Light has an impact on both extent and activity of plant canopies. Taking cucumber as an archetype for herbaceous crop plants (Figure 6.6) leaf growth increases with daily irradiance due to increased cell number rather than increased cell size. Leaf thickness is also positively affected by daily irradiance, principally resulting in a greater depth of palisade (Table 6.1). Indeed, mean cell volume is more than doubled under strong irradiance (3.11 × 10–5 mm3 at 3.2 MJ m–2 s–1 cf. 1.46 × 10–5 mm3 at 0.5 MJ m–2 d–1 in Table 6.1), and because cross-sectional area is virtually unchanged cell depth is responsible. This greater depth of palisade in strong light confers a greater photo-synthetic capacity on such leaves (expressed on an area basis) and translates into larger values for NAR and a potentially higher RGR. At lower irradiance (Table 6.1) leaves are thinner and SLA will thus increase with shading, and because LAR = SLA × LWR (recall Equation 6.9) a smaller absolute size at lower irradiance can be offset by larger SLA resulting in LAR increase.

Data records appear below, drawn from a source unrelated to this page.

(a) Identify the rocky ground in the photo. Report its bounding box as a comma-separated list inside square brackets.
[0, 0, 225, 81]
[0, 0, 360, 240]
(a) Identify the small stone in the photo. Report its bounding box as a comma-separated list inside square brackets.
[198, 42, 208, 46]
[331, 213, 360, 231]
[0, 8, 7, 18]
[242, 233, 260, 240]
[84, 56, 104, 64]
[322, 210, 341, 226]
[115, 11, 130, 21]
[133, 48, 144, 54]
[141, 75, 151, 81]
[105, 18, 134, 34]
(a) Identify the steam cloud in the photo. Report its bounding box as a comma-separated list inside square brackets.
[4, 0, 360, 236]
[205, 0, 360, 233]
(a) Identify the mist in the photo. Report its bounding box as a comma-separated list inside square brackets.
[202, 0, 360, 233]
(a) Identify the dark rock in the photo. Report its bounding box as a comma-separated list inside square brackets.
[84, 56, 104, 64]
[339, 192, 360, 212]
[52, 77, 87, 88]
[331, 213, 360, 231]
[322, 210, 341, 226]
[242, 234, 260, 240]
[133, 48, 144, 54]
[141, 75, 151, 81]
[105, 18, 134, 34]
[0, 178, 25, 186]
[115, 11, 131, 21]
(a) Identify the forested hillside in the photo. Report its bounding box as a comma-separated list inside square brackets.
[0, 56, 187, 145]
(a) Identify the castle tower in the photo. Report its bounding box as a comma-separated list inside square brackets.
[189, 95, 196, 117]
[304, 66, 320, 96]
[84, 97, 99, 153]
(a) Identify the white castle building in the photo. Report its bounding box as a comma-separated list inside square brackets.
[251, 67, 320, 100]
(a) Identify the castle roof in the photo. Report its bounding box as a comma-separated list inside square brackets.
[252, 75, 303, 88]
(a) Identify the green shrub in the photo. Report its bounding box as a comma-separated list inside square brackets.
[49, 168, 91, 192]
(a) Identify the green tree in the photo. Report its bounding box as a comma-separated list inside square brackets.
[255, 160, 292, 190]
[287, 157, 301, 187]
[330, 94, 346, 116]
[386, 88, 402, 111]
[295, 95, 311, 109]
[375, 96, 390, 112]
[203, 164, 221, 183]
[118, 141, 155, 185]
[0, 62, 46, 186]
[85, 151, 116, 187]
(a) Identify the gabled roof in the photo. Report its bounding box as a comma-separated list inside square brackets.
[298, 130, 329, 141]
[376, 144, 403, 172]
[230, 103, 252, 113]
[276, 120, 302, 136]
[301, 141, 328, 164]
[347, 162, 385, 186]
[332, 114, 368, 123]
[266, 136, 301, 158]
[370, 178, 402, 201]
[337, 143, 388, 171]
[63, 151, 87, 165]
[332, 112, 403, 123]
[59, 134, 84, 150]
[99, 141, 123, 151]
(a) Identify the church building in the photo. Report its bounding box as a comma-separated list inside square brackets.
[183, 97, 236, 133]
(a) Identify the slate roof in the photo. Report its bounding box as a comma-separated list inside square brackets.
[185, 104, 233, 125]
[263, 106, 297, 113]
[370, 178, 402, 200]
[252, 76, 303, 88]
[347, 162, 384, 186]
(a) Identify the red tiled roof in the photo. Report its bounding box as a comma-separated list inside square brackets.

G.E. Blackman (Agriculture Dept, Oxford University) appreciated the significance of such LAR × NAR interaction for whole-plant growth, and in a series of comprehensive papers with a number of collaborators documented shade-driven growth responses for many species. RGR response to growing conditions such as shade, and the degree to which upward adjustment in LAR could offset reduced NAR, was a recurring theme. Plants were commonly held in either full sun or under combinations of spectrally neutral screens that reduced daily irradiance to either 24% or 12% of full sun. These three treatments commenced with onset of rapid growth by established seedlings, and harvests taken as plants were judged to have doubled in size over successive intervals. Steady exponential growth ensured that treatment effects on RGR could be resolved into component responses by NAR and LAR.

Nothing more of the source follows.